[access-uk] Time to Kill Off Captchas: Scientific American

  • From: Gordon Keen <gordonkeen@xxxxxxxxxxxxxx>
  • To: access-uk@xxxxxxxxxxxxx
  • Date: Wed, 29 Feb 2012 08:39:03 +0000

Thought the list might be interested in this article...

http://www.scientificamerican.com/article.cfm?id=time-to-kill-off-captchas

Time to Kill Off Captchas

Image: Illustration by Thomas Fuchs

Whenever there’s a problem in the modern world, we try to solve it by building 
barriers. Music piracy? Copy protection. Hacked Web sites? More complicated 
passwords.

Unfortunately, these barriers generally inconvenience the law-abiding citizen 
and do very little to impede the bad guys. Serious music pirates and Web 
hackers still find their way through.

Maybe all the hurdles are enough to thwart the casual bad guys. That seems to 
be the thinking behind the Web blockades known as Captchas. (It’s a contrived 
acronym for Completely Automated Public Turing Test to Tell Computers and 
Humans Apart.) Surely you’ve seen them: visually distorted words—sometimes real 
English ones and sometimes nonsense words—represented as a graphic when you try 
to sign up for something online. You’re supposed to type the words you see into 
a box.

Captchas were designed by their Carnegie Mellon University inventors to thwart 
bots (automated hacker programs) that might bring online services to their 
knees. For example, some bots sign up for Hotmail or Yahoo e-mail accounts by 
the thousands for the purpose of spewing spam. Some post bogus comments in 
hopes of raising a site’s search-results ranking.

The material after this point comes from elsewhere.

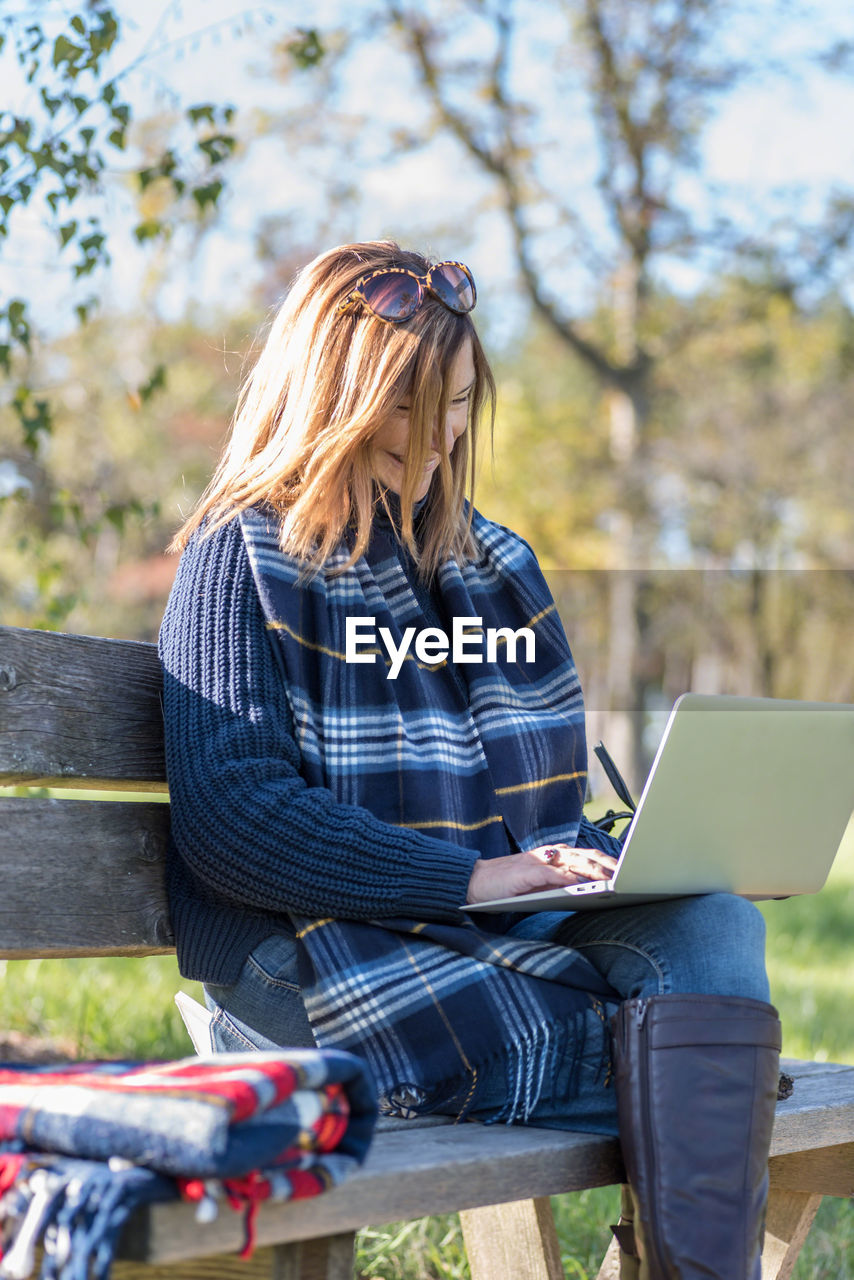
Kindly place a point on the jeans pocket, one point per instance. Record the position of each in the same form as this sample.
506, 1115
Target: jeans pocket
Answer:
265, 1004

In theory, only an actual human being can figure out what word is in the 
Captcha graphic. The letters are just twisted enough and the background is just 
cluttered enough that a person can read them, but not a computer. Good guys in, 
bad guys out—the perfect barrier.

In practice, Captchas have just replaced one public nuisance with another. 
First of all, the images are often so distorted that even a human can’t read 
them. That’s a particular problem in nonsense words like “rl10Ozirl.” Are those 
lowercase Ls or number ones? Zero or letter O? Second, there’s the vision 
thing. If you’re blind, you can’t do a visual Captcha puzzle.

The best Captchas (if that’s not an oxymoron) offer alternatives to fix these 
problems. There might be a button that offers you a second puzzle if the first 
is too hard to read or an audio Captcha option for blind people. Above all, 
though, increasing evidence shows that Captchas are losing the technology war. 
Researchers and spammers have both been able to get around them.

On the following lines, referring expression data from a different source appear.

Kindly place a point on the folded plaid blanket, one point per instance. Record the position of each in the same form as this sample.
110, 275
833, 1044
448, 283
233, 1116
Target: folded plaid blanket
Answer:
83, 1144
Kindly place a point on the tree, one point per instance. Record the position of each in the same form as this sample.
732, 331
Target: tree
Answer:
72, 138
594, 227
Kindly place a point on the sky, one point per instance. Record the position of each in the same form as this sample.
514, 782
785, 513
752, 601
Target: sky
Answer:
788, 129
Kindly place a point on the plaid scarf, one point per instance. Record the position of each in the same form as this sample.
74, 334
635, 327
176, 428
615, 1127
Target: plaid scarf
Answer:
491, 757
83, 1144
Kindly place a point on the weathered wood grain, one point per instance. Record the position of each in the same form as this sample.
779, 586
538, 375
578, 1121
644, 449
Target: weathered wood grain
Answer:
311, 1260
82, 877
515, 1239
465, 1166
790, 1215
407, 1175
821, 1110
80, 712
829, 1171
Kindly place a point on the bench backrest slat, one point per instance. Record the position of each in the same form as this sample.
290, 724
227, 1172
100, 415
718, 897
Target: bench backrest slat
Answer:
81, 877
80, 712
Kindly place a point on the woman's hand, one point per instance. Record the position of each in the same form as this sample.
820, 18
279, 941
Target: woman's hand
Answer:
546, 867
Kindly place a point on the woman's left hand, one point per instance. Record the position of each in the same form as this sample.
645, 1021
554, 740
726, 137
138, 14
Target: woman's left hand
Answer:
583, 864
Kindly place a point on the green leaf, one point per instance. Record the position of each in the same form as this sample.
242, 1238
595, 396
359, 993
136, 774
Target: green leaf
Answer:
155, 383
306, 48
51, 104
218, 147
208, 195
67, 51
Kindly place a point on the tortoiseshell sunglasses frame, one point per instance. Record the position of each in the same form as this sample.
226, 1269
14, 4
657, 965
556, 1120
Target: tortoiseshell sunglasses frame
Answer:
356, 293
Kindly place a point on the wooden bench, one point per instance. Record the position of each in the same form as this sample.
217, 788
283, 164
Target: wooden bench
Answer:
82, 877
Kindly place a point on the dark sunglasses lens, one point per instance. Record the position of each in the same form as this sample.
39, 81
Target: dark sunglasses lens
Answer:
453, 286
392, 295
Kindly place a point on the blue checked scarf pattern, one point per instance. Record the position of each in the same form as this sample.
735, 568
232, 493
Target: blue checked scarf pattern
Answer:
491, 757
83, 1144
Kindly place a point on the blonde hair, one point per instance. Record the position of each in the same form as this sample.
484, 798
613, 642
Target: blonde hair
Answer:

There have been efforts to replace visual Captchas with less user-hostile 
puzzles. Some ask you to take an easy math test, answer a simple question, 
identify a photograph or listen to garbled audio. All of them exclude one group 
or another, though—such as non-English speakers or deaf people.

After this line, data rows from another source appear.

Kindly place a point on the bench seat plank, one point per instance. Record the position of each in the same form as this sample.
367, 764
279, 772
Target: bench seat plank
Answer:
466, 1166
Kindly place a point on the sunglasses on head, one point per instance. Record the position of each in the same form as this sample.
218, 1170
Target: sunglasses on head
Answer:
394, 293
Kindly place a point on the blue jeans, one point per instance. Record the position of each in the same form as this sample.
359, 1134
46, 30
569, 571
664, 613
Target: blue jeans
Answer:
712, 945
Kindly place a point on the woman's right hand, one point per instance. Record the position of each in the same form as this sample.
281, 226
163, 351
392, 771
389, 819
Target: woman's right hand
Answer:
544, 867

Overall, the Carnegie Mellon team estimates that we spend a cumulative 150,000 
hours at the gates of these irritating obstructions every single day. In a 
newer variant, called reCaptcha, at least that time is put to public use. You 
see a muddied-looking word that comes from a wonky scanned Google book; when 
you type what it really says, you’re actually helping out with the process of 
cleaning up and recognizing an actual text.

Nevertheless, we the law abiders are still wasting 17 person-years every single 
day. That’s a disgraceful waste of our lives. Surely there are better solutions 
worth exploring.

Maybe we should invent a voluntary Internet identity card so we’re already 
known when we sign up for something. Maybe Web sites should enforce a 
short-term limit of one new account or posted comment per “person.” Or the Web 
site should look at the speed or irregularity of our typing to determine if 
we’re human.

Or fingerprints. Or retinal scans. Something.

Spammer bots are a problem, yes. But Captchas are a problem, too. They’re a 
bother, they’re not foolproof and they assume that everyone is guilty until 
proven innocent. What Captcha really stands for, in other words, is Computers 
Annoying People with Time-Wasting Challenges That Howl for Alternatives.